Although his appeal is filed pursuant to Rule 3.800 Fla.R.Crim.P., Bertone’s argument is more closely akin to an appeal of a denial of a motion for post conviction relief pursuant to Rule 3.850 Fla.R.Crim.P. Even if he had used this means of appeal, we would affirm the denial of his Rule 3.850 Motion for Post Conviction Relief.

He argues that since he was on parole for a prior rape conviction, his subsequent sentence for attempted second degree murder could not be made to run consecutively to the sentence for rape. He cites Distillator v. Civiletti, 612 F.2d 194 (5th Cir. 1980) for the proposition that a sentence cannot be stacked to a parole that has not been executed or violated. We note that Distillator construed a federal law pertaining to the execution of parole violation warrants and is inapplicable to the instant proceedings under Florida law.

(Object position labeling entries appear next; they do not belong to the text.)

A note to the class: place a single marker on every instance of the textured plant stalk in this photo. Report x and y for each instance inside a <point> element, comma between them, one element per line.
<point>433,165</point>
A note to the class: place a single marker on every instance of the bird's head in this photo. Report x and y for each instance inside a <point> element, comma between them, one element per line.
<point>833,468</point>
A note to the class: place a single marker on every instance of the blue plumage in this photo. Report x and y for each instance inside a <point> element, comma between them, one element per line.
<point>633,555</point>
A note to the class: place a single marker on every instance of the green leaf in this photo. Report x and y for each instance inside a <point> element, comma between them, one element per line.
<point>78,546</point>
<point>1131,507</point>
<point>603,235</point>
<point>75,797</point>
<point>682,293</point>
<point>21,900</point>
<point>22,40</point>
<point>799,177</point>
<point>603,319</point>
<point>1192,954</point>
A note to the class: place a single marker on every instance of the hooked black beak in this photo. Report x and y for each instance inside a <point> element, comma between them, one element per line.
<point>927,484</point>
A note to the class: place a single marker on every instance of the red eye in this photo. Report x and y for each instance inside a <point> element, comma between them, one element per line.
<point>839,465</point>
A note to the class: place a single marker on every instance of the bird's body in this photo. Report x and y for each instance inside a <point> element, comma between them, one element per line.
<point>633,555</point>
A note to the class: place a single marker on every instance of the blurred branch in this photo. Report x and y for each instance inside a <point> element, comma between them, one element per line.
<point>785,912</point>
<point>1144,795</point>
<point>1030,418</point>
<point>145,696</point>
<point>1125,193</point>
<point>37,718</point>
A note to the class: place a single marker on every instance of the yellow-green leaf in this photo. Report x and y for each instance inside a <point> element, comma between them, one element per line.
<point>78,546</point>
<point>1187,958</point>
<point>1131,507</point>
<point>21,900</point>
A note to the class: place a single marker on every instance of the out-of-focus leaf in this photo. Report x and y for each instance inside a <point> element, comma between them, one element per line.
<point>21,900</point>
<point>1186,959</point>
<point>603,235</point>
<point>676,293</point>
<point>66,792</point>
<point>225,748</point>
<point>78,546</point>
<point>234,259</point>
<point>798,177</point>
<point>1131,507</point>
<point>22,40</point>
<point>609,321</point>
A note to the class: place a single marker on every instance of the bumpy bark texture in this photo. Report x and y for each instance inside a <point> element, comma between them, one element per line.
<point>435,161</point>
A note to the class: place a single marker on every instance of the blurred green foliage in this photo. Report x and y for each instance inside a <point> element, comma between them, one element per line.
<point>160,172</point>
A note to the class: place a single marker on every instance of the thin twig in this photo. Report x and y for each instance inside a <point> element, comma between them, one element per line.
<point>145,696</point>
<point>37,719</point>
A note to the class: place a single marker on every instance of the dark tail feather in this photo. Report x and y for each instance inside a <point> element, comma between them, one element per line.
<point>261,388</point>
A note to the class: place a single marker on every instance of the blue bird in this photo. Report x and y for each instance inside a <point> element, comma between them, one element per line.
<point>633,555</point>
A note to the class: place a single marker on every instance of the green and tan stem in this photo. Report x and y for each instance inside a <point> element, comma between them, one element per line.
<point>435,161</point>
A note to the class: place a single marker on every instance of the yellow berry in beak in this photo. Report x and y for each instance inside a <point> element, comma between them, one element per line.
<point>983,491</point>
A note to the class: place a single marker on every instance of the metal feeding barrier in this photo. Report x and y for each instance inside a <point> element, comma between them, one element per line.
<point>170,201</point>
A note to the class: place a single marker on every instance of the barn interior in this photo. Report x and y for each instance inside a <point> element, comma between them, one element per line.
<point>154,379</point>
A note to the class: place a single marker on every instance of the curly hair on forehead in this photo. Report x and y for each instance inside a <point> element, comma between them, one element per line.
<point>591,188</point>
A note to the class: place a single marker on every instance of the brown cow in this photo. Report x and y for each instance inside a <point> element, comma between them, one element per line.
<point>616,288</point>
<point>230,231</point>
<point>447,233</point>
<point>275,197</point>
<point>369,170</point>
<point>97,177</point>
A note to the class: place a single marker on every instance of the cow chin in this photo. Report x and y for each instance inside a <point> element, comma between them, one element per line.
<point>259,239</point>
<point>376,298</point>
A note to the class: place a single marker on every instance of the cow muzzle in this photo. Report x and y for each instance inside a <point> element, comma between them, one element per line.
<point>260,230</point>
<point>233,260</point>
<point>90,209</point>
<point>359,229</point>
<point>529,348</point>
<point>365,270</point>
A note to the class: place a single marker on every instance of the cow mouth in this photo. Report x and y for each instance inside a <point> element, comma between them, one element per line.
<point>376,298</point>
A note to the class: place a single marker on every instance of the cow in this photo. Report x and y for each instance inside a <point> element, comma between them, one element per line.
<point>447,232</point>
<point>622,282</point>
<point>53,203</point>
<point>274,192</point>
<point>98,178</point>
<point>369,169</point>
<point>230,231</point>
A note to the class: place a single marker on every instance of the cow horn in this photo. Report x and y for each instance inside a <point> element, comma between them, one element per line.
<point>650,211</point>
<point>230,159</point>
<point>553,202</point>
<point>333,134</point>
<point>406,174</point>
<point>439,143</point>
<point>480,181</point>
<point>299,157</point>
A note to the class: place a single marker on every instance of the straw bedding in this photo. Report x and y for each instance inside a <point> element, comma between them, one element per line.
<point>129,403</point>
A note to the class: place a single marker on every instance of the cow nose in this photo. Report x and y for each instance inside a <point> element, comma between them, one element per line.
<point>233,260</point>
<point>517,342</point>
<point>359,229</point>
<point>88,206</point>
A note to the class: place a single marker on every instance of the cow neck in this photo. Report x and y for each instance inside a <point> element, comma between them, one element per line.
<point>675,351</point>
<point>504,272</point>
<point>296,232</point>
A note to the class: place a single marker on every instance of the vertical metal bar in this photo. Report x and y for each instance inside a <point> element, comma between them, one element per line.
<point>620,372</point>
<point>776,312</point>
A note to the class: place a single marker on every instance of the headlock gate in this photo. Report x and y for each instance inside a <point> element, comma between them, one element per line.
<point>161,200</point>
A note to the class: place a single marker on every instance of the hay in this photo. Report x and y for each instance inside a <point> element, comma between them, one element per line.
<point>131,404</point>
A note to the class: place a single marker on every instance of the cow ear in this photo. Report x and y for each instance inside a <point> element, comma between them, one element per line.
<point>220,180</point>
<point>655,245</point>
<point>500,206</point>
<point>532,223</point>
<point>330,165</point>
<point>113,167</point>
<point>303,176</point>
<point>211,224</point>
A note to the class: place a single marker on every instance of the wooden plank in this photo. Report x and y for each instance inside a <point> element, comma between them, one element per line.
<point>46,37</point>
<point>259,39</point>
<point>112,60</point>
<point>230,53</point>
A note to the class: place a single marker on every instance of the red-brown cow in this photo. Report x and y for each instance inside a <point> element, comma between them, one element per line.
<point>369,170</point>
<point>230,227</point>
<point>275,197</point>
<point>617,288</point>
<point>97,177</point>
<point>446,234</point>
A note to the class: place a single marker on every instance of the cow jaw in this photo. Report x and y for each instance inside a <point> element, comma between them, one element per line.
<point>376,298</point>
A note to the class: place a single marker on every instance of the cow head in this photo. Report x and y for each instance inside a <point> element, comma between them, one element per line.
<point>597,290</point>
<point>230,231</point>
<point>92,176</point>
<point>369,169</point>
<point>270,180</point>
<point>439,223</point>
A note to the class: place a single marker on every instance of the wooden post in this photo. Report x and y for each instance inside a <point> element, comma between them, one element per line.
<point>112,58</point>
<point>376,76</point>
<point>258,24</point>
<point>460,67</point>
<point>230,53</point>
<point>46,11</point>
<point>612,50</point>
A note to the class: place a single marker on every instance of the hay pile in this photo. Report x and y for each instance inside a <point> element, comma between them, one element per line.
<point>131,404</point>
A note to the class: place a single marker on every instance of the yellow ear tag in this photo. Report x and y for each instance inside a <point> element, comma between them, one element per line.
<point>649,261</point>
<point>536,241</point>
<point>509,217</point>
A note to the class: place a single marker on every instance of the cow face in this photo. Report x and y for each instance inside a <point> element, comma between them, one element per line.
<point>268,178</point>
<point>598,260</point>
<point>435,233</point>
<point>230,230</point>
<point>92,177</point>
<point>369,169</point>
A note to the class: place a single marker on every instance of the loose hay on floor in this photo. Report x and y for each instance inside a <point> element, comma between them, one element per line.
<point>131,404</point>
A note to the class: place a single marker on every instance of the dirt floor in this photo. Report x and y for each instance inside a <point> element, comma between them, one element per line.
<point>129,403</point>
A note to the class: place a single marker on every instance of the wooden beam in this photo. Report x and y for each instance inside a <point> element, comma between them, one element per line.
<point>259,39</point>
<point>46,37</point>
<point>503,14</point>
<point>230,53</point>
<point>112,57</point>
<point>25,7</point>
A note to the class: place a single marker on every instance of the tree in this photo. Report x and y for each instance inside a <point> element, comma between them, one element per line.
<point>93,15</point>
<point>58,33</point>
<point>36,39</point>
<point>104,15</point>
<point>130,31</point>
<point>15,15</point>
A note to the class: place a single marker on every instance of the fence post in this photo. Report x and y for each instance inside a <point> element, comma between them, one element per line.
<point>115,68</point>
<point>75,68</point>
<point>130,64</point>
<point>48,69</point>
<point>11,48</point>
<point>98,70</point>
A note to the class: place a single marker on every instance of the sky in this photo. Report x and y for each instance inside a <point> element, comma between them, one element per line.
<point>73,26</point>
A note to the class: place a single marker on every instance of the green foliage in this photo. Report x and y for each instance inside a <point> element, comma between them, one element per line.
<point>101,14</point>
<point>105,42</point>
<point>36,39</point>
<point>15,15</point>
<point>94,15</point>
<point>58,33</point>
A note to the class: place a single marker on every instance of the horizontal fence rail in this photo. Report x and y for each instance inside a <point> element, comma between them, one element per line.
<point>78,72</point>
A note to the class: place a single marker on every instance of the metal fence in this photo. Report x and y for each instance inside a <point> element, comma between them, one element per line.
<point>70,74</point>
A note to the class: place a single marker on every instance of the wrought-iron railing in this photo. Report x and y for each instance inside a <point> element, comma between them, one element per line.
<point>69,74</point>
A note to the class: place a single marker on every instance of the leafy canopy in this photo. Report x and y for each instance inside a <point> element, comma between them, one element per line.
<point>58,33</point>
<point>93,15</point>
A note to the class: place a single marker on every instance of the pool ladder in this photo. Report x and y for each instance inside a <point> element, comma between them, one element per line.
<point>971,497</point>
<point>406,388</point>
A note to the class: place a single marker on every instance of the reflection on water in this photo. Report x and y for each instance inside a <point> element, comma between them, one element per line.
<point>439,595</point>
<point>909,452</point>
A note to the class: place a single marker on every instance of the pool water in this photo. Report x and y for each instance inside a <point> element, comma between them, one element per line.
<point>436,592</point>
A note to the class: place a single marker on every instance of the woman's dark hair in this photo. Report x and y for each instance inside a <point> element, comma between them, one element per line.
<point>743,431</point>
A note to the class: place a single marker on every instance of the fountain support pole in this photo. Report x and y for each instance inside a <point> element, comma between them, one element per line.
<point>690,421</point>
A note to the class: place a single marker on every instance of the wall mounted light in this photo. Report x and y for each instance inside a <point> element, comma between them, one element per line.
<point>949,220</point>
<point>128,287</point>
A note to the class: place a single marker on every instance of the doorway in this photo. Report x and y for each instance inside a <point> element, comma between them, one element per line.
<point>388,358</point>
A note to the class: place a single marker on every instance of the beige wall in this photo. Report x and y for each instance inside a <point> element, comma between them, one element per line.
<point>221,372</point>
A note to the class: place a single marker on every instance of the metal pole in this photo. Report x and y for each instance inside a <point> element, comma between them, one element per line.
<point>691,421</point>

Tereul v. Wainwright, 328 So.2d 199 (Fla. 1976) and Holley v. Wainwright, 326 So.2d 411 (Fla.1976) have construed Florida Statutes to mandate that a second sentence, entered in regard to a different information or indictment; shall run consecutively to a prior sentence unless the trial judge specifically orders the sentence to run concurrently. In this case, the trial judge specifically ordered the sentences to run consecutively. We find no error. Therefore, the appeal is dismissed.

WENTWORTH and JOANOS, JJ., and WOODIE A. LILES (Ret.), Associate Judge, concur.